Hive is a prominent open source data warehouse built on Hadoop’s Distributed File System (HDFS). It is used for – data storage, data summarization, data query and analysis on large data systems. Hive is easy to use for novice, as you need to simply write SQL like query. Hive converts SQL queries into Mapreduce / Tez / Spark job depending on admin configured settings.
System Architecture Snapshot:
Organizations big or small use varied range of BI tools which are available in the market such as PowerBI, Tableau, Qlikview etc. Hive can be integrated with these BI tools, caveat being this integration process is not straight forward.
In the subsequent section of the blog post, we are mentioning the steps to be followed while connecting Microsoft Power BI with Hive installed on Hortonworks HDP 3.1.
- Downloading and installing ODBC drivers
- Configuring the ODBC driver
- Configuring PowerBI
- Finally, Connecting Hive with Power BI
Steps to Connect Power BI with Hive:
1. Downloading & installing ODBC drivers
There are two versions of the drivers available for Windows:
HortonworksHiveODBC32.msi for 32-bit processors or HortonworksHiveODBC64.msi for 64-bit. This totally depends on PowerBI desktop system configuration, so choose the driver wisely. For instance, if the application running is 64-bit then you should install the 64-bit driver else go for 32-bit.
After downloading, install the ODBC drivers.
Please note: We are referring to these steps from a 64-bit processor perspective, however the same procedure holds true for 32-bit processor.

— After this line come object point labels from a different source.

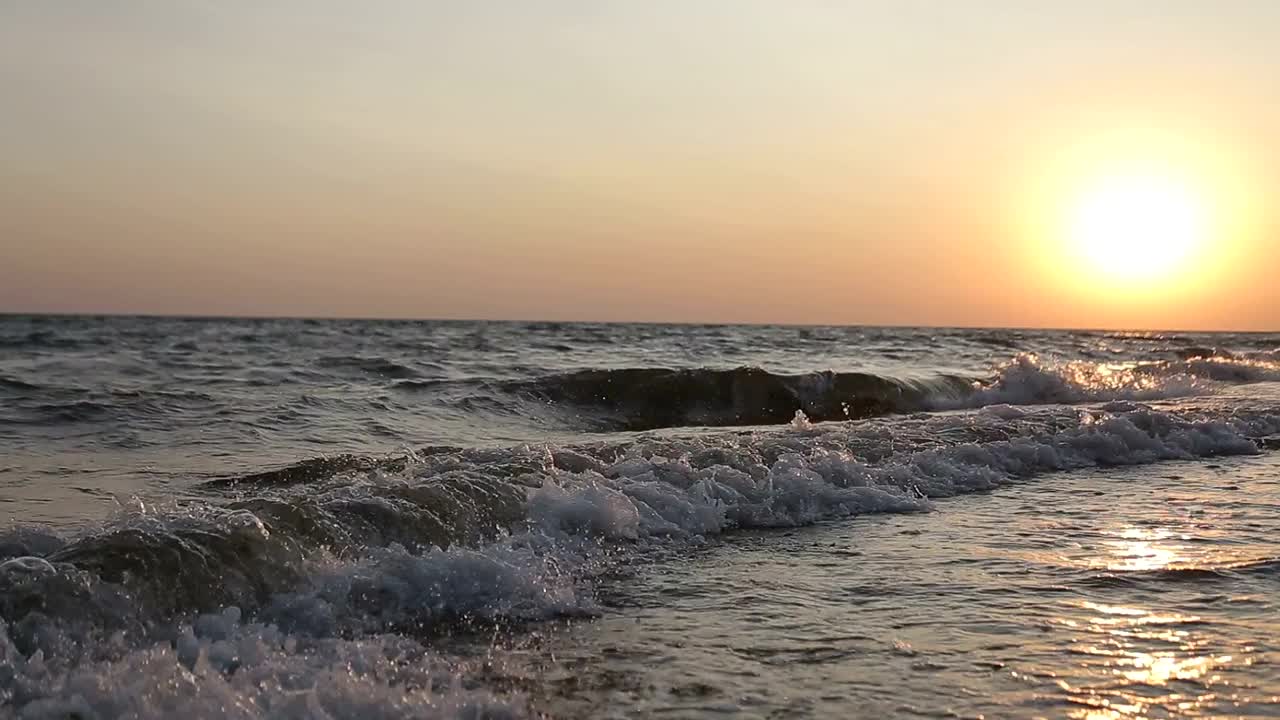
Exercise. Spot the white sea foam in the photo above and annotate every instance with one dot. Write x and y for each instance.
(323, 648)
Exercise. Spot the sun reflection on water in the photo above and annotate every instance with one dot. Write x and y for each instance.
(1144, 660)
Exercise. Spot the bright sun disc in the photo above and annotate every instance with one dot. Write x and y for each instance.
(1138, 226)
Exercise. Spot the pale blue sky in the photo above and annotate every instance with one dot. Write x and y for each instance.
(668, 160)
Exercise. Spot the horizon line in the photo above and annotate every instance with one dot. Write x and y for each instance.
(585, 322)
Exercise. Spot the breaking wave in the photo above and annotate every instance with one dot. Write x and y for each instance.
(645, 399)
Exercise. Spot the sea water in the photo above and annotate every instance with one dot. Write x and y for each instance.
(376, 519)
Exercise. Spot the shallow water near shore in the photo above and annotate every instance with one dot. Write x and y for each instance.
(309, 519)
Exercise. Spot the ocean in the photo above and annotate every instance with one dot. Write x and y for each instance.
(240, 518)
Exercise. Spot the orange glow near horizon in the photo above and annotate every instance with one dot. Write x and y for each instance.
(1136, 218)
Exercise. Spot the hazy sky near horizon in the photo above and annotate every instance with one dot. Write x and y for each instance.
(711, 160)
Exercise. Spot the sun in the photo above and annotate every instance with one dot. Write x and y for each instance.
(1138, 226)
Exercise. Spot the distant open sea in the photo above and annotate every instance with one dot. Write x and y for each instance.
(231, 518)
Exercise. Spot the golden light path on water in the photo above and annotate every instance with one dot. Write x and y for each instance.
(1116, 643)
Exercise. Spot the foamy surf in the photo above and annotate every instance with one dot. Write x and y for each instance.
(251, 597)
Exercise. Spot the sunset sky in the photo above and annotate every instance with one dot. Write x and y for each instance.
(903, 162)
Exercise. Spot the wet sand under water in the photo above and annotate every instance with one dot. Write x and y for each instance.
(1132, 592)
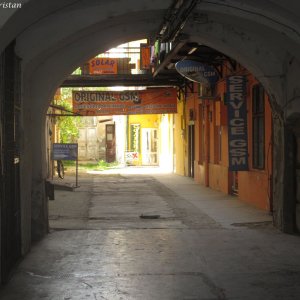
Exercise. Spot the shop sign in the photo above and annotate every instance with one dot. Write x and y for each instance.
(64, 151)
(131, 157)
(237, 123)
(103, 103)
(103, 65)
(197, 71)
(145, 56)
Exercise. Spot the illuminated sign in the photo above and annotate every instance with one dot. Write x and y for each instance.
(103, 103)
(237, 123)
(145, 57)
(197, 71)
(103, 65)
(64, 151)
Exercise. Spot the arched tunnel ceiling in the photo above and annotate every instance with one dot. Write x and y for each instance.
(54, 37)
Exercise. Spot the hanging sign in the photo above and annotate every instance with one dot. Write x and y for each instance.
(237, 123)
(64, 151)
(107, 103)
(103, 65)
(145, 56)
(197, 71)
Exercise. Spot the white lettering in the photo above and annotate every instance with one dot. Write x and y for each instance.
(238, 161)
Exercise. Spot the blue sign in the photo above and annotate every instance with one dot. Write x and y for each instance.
(197, 71)
(64, 151)
(237, 123)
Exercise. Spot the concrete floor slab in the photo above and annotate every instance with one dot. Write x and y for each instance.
(200, 247)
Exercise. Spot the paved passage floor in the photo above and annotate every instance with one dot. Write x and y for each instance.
(122, 235)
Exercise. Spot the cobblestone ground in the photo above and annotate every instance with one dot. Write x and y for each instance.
(122, 236)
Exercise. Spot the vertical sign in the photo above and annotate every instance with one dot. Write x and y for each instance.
(237, 123)
(145, 56)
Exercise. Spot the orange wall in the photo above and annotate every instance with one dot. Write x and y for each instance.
(253, 184)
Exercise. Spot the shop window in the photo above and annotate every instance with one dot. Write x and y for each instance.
(258, 127)
(135, 137)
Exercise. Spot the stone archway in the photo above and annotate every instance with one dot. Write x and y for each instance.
(54, 39)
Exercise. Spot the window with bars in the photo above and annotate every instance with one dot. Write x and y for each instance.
(258, 125)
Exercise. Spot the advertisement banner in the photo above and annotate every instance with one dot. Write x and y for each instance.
(145, 56)
(107, 103)
(237, 123)
(197, 71)
(64, 151)
(103, 65)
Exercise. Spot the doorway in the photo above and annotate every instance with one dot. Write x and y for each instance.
(149, 146)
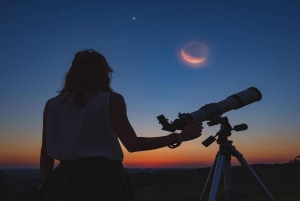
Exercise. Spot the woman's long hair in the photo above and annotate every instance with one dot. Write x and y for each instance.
(88, 74)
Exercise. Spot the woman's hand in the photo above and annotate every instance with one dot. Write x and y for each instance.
(191, 131)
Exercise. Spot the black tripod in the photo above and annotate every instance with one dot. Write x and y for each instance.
(223, 161)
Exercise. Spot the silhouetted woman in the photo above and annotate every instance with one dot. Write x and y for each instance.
(81, 128)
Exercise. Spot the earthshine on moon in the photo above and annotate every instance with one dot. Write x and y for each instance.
(194, 52)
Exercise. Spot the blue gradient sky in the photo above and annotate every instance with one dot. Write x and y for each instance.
(251, 44)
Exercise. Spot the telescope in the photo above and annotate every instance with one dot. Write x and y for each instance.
(209, 111)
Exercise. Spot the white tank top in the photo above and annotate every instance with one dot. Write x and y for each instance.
(75, 133)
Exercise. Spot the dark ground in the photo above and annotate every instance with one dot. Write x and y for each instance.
(282, 180)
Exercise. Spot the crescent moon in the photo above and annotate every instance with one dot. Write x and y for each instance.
(191, 59)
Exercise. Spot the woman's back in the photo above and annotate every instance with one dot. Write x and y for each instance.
(75, 133)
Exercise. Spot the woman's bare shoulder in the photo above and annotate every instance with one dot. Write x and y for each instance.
(116, 96)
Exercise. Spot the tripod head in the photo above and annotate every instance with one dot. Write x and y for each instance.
(224, 132)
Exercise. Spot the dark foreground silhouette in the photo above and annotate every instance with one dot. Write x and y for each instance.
(282, 180)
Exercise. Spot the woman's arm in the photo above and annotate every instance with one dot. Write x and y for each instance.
(128, 137)
(46, 162)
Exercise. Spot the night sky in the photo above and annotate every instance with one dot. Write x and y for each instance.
(251, 44)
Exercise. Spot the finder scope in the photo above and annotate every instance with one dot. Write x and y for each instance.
(208, 111)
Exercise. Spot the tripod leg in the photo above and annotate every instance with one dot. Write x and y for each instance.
(244, 163)
(217, 178)
(210, 175)
(227, 178)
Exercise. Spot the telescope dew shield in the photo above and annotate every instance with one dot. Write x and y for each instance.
(207, 112)
(234, 101)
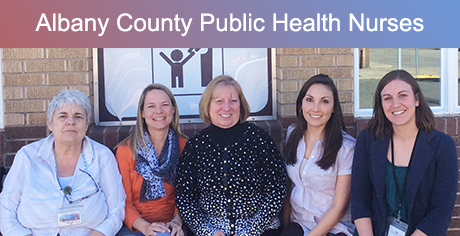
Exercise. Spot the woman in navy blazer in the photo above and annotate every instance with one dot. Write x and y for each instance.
(403, 118)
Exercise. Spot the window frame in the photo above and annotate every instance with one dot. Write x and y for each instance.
(449, 104)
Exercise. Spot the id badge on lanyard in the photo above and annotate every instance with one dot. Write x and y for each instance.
(70, 215)
(396, 227)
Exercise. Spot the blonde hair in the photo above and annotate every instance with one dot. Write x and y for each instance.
(206, 98)
(136, 140)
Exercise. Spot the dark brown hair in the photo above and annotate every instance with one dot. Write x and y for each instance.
(332, 141)
(379, 123)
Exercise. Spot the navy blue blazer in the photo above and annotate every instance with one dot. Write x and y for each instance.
(432, 183)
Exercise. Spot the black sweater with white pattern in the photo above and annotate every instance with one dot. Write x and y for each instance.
(237, 188)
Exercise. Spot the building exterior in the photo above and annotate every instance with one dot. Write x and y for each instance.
(33, 76)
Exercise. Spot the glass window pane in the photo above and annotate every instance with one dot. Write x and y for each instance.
(422, 63)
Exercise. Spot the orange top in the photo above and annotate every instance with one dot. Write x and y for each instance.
(161, 210)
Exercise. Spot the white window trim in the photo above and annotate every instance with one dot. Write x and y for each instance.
(2, 112)
(449, 85)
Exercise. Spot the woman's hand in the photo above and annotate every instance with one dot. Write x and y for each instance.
(95, 233)
(154, 228)
(175, 225)
(219, 233)
(150, 229)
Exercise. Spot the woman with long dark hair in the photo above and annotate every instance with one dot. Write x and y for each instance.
(318, 156)
(405, 173)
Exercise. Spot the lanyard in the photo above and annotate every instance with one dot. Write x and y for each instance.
(401, 194)
(68, 190)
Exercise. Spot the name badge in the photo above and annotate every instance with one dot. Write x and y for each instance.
(396, 227)
(70, 215)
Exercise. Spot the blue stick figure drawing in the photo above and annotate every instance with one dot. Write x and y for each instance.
(177, 65)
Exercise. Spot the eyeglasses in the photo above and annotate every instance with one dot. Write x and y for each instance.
(68, 191)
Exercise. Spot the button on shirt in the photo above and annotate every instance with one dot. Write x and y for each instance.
(32, 198)
(313, 188)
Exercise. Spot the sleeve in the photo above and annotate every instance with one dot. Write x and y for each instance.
(125, 163)
(187, 194)
(361, 186)
(10, 197)
(112, 187)
(345, 158)
(273, 175)
(444, 192)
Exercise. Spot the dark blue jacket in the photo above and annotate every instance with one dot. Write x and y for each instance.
(432, 183)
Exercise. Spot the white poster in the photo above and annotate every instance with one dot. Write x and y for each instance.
(186, 71)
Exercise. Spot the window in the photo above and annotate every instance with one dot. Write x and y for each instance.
(436, 71)
(122, 74)
(2, 121)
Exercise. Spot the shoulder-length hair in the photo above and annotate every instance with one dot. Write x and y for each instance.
(379, 123)
(136, 140)
(332, 141)
(206, 98)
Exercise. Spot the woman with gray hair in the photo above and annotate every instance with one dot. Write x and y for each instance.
(66, 183)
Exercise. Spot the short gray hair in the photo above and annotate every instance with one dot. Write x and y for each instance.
(69, 97)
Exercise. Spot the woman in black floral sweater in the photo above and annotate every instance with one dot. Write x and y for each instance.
(231, 179)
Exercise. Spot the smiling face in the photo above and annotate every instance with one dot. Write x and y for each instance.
(224, 108)
(68, 124)
(399, 103)
(317, 106)
(158, 110)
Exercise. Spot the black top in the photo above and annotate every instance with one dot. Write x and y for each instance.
(231, 180)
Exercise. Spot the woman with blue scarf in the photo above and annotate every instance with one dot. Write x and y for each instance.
(147, 160)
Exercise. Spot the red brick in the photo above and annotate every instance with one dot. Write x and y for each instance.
(452, 123)
(14, 146)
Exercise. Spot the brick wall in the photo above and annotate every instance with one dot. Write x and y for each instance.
(31, 78)
(295, 65)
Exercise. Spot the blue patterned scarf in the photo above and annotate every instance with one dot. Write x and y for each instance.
(149, 167)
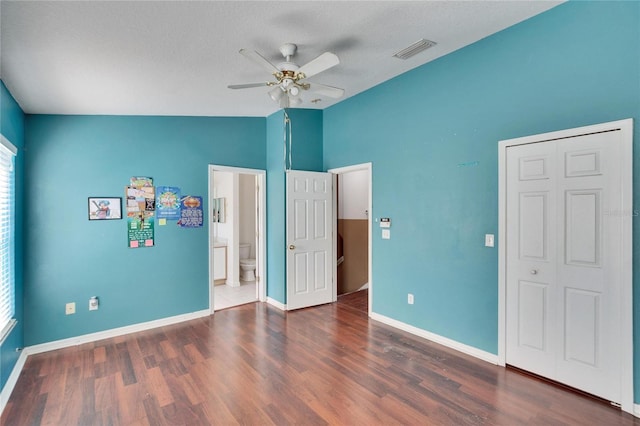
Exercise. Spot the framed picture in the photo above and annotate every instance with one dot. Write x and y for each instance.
(105, 208)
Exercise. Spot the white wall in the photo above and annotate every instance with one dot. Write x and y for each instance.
(247, 212)
(353, 194)
(223, 187)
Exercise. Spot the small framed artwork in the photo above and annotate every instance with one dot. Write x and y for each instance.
(105, 208)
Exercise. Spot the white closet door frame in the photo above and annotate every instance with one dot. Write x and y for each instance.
(626, 297)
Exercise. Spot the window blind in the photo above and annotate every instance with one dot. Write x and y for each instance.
(7, 236)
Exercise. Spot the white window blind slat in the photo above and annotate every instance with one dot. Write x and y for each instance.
(7, 235)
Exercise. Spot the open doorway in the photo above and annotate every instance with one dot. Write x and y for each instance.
(353, 229)
(236, 243)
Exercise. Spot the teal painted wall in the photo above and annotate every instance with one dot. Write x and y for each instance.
(306, 154)
(275, 208)
(12, 128)
(432, 135)
(70, 259)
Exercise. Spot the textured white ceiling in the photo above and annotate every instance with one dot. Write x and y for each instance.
(177, 57)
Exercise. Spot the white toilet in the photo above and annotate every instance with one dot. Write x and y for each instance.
(247, 265)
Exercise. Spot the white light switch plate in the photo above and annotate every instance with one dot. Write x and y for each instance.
(489, 240)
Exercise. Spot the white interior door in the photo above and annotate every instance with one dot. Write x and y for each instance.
(309, 239)
(564, 261)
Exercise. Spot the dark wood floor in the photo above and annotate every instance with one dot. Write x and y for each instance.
(256, 365)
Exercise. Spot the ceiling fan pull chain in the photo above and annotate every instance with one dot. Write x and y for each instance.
(290, 142)
(287, 161)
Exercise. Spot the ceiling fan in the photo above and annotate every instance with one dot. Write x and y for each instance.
(290, 78)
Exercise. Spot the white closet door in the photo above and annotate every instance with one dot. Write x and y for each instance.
(563, 261)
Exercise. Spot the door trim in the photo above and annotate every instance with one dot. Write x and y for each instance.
(337, 171)
(261, 267)
(626, 294)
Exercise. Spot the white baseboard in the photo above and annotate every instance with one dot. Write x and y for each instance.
(276, 304)
(444, 341)
(87, 338)
(114, 332)
(11, 381)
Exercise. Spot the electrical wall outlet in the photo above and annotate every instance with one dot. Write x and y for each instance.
(93, 303)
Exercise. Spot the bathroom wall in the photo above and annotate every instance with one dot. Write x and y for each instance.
(353, 230)
(247, 211)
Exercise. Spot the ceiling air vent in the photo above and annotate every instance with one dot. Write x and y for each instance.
(414, 49)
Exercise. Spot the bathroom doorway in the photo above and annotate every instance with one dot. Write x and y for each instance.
(236, 244)
(353, 229)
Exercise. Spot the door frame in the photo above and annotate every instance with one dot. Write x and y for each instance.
(626, 294)
(261, 264)
(338, 171)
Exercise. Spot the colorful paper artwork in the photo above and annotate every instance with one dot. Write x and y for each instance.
(191, 215)
(141, 204)
(105, 208)
(168, 202)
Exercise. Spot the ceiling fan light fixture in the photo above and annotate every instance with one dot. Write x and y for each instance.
(276, 94)
(414, 49)
(294, 101)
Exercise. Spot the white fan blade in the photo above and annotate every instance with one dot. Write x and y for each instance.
(321, 63)
(247, 85)
(259, 59)
(322, 89)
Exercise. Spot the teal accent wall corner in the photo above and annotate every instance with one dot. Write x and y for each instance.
(71, 258)
(432, 135)
(276, 277)
(12, 128)
(306, 154)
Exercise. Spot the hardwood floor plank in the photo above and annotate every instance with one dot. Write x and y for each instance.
(255, 365)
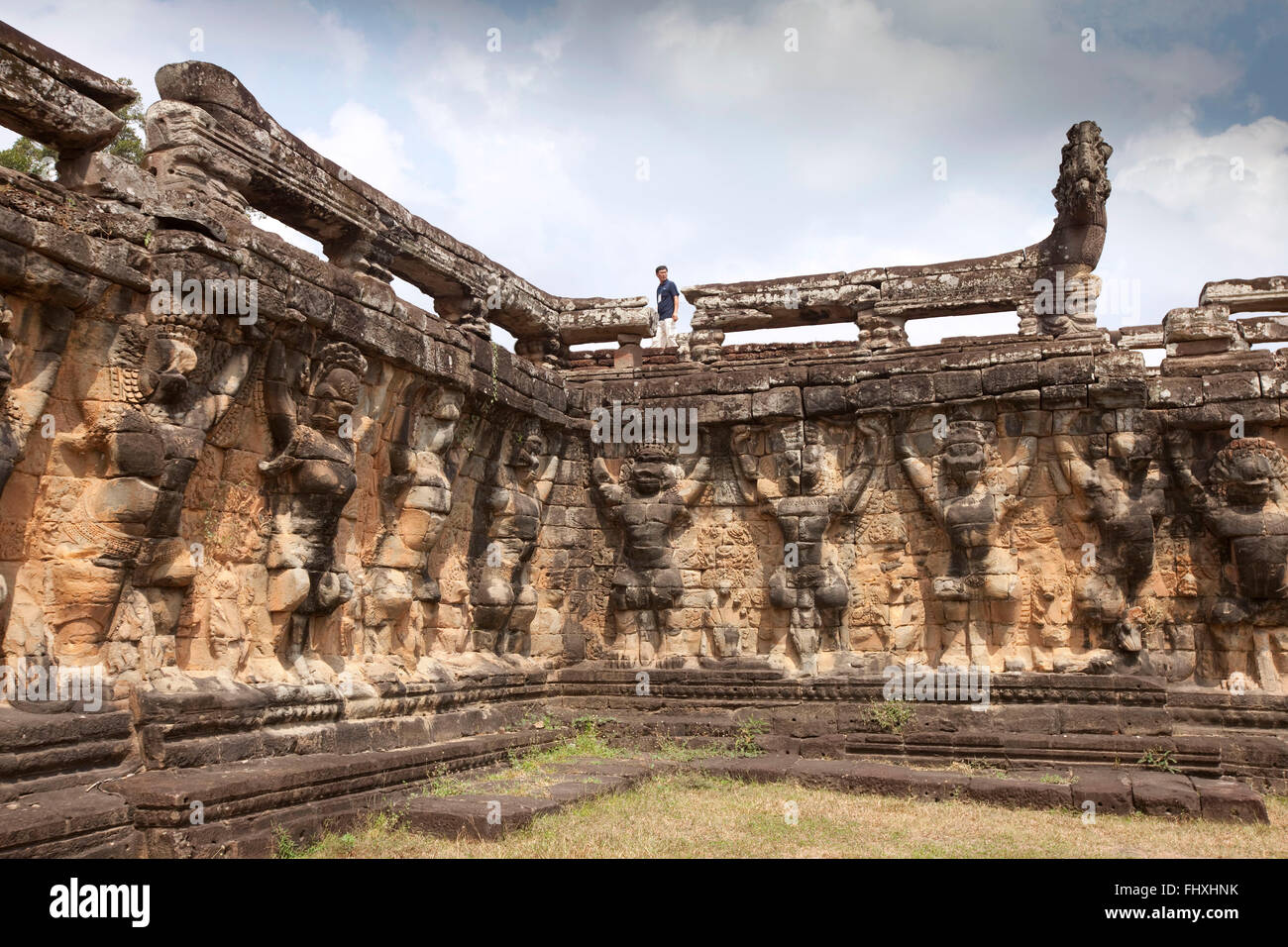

2. Configuring the ODBC driver
First thing first, create a Data Source Name (DSN)
1. Click on the Start button
2. Click on All Programs
3. Click on the Hortonworks Hive ODBC Driver 1.2 (64-bit) onprogram group.
4. Click on the 64-bit ODBC Administrator. The ODBC Data Source Administrator window opens.
A window as shown below opens:
In the User DSN tab click on the Add button.
A window opens as shown below.
Select Hortonworks Hive ODBC Driver as highlighted in blue and the click on the finish button.
For configuration purpose, follow the procedure mentioned below:
- Give data source a name / title
- Description (optional though suggested)
- Select ‘hive server 2’
- In service discovery mode select ‘No service Discovery’
- In the host section provide an IP address of the host machine on which hive server is running
- For hive – port is 10000
- In the database section specify the database you want to connect. (optional)
- Choose hive username
- Choose SASL in Thrift Transport
Now click on the test buttonto check the connection is valid or not. If the connection is successful, then it will show the following window:
After successful test click OK to save the configuration. It will show the DSN in the User DSN (User data sources).
3. Configuring PowerBI
Now open Power BI tool and select ODBC from Get data. Select the DSN we defined from the DSN drop down and click on OK.
It will navigate you to a different panel where you have to select the Hive.
4. Connecting Hive with Power BI
Now all the hive database & schema will be visible.
Now you can connect & load the data for analysis & create powerful visualizations. Make sure Hive users have an appropriate permission else you may get permission error.
Thank for reading. Hope you have enjoyed our steps; and of course, this will help you to connect Power BI or any other ODBC client with the Hive easily.